夢はつくづく不思議だと思う。その不思議さの根本を押さえるとしたら、どんなことになるだろうか。

夢には、必ず「自分」がでてくる。年齢も見た目も仕事も人間関係も、全て今の自分とは全く別の状況に投げ出されているにもかかわらず、「自分」だということには疑いを持たない。

家族が登場する場合も同じだ。たとえば、本当の「母親」とはだいぶ顔も雰囲気も違っているのだが、なぜか、有無を言わさず「母親」として表れて、僕もそれを受け入れている。

「家」や「町」もそう。現実の自分の家との共通点はほとんどないが、それでも、何の疑問もなく、僕はその家に帰宅する。夢の舞台となる街角は、なんとなく故郷の町のどのあたりという見当はついている。

これはいったいどういうことなのだろう。

人間は、自分、家族、家、町、友人、仕事という、基本的な図式をつかって、世界を理解している。経験を積むことで、その現実の世界の図式は豊富化し精緻化していく。

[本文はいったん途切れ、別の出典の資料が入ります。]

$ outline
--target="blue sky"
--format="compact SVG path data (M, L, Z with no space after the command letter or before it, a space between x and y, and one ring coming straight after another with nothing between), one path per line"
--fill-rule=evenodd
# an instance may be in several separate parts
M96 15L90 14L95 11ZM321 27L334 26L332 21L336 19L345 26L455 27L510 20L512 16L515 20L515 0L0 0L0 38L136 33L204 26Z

夢の世界は、現実と空想、現在と過去とが混乱したイメージの奔流といっていいだろう。そこに投げ出された人間は、とりあえず、基本的な図式を持ち出すことでしか、混乱した世界を受けとめることはできないということなのだと思う。

不可思議なイメージの奔流にむけて、「僕」「家族」「知人」「家」「街」という項目を名指していく。すると、異国の役者が、おなじみの配役で芝居をしているような奇妙な舞台が現れるのだ。